As faculdades de Filosofia formam poucos profissionais e muitos não se formam com a intenção de trabalhar em sala de aula. Professores de outras disciplinas estão ministrando as aulas de Filosofia no Ensino Médio.

PorAna Lucia Bomfim* | Foto: Arquivo pessoal | Adaptação web Caroline Svitras

Em seu livro “Dinâmicas para aulas de Filosofia”, você defende uma forma leve e literária para o aprendizado da Filosofia. Por outro lado, a Filosofia carrega o estigma de ser uma matéria exclusivamente teórica. Como conciliar a complexidade da disciplina com a necessidade de tornar esse conhecimento prático?

O livro foi pensado para alunos do Ensino Médio, embora esteja recebendo muitos retornos de outros segmentos, inclusive da Educação de Adultos. Quando comecei a trabalhar nos textos, meu objetivo era sensibilizar os jovens para a importância da Filosofia.

 

Estamos falando de uma matéria que dificilmente reprova e, para o senso comum, tem o estigma de não servir para nada. Então, como despertar o gosto para que o jovem se sinta atraído pelo pensamento filosófico?

O professor de qualquer disciplina tem de ter a noção de quando passar para a próxima etapa. Se você ensina violão, por exemplo, sabe quando o seu aluno pode passar para outro ritmo e a hora de aprofundar o estudo.

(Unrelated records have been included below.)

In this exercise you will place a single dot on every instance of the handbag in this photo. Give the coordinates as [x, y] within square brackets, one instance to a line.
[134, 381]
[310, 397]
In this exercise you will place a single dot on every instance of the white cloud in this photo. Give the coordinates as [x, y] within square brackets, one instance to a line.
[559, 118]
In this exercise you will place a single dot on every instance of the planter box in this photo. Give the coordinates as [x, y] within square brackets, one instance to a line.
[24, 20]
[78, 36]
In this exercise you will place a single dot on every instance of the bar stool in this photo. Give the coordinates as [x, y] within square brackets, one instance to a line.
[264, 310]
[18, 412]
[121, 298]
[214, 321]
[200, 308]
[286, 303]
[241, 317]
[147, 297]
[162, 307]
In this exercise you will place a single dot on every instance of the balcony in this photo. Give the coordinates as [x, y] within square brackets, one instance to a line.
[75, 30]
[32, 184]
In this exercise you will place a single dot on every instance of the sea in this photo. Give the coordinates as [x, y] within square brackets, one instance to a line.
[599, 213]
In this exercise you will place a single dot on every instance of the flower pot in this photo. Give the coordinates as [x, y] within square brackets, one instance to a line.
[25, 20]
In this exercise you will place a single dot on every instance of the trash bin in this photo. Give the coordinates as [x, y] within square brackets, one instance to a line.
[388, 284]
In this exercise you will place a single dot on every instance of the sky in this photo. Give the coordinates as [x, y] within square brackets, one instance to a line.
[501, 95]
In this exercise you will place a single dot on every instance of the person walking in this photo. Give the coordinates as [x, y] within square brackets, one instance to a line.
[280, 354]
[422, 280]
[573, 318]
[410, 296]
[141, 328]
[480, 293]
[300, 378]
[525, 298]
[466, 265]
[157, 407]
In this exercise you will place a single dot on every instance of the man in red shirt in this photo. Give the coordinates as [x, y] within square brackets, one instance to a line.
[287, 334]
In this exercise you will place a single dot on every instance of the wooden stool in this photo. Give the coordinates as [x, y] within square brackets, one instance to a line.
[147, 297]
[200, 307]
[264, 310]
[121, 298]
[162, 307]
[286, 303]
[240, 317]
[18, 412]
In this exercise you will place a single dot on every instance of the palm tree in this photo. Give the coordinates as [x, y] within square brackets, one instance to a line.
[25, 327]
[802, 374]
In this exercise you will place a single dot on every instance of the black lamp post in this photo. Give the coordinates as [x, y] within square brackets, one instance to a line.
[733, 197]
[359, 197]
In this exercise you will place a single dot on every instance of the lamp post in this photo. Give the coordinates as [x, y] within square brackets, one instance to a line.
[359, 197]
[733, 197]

O professor de Filosofia por ficar muito na pesquisa, às vezes tem dificuldade de passar o conhecimento filosófico, achando que está descendo o nível da pesquisa. Precisamos entender que o aluno do Ensino Médio não pediu aulas de Filosofia. Nós lutamos para introduzir no currículo essa disciplina e, agora, temos a obrigação de dizer a eles por que as aulas de Filosofia têm importância. O primeiro passo é deixá-los encantados com as possibilidades que o pensamento crítico traz para suas vidas.

Quando o aluno estiver encantado, fica mais fácil o mestre ir conduzindo aos textos ditos mais densos, mas isso deve se dar passo a passo, e o professor deve analisar o momento certo.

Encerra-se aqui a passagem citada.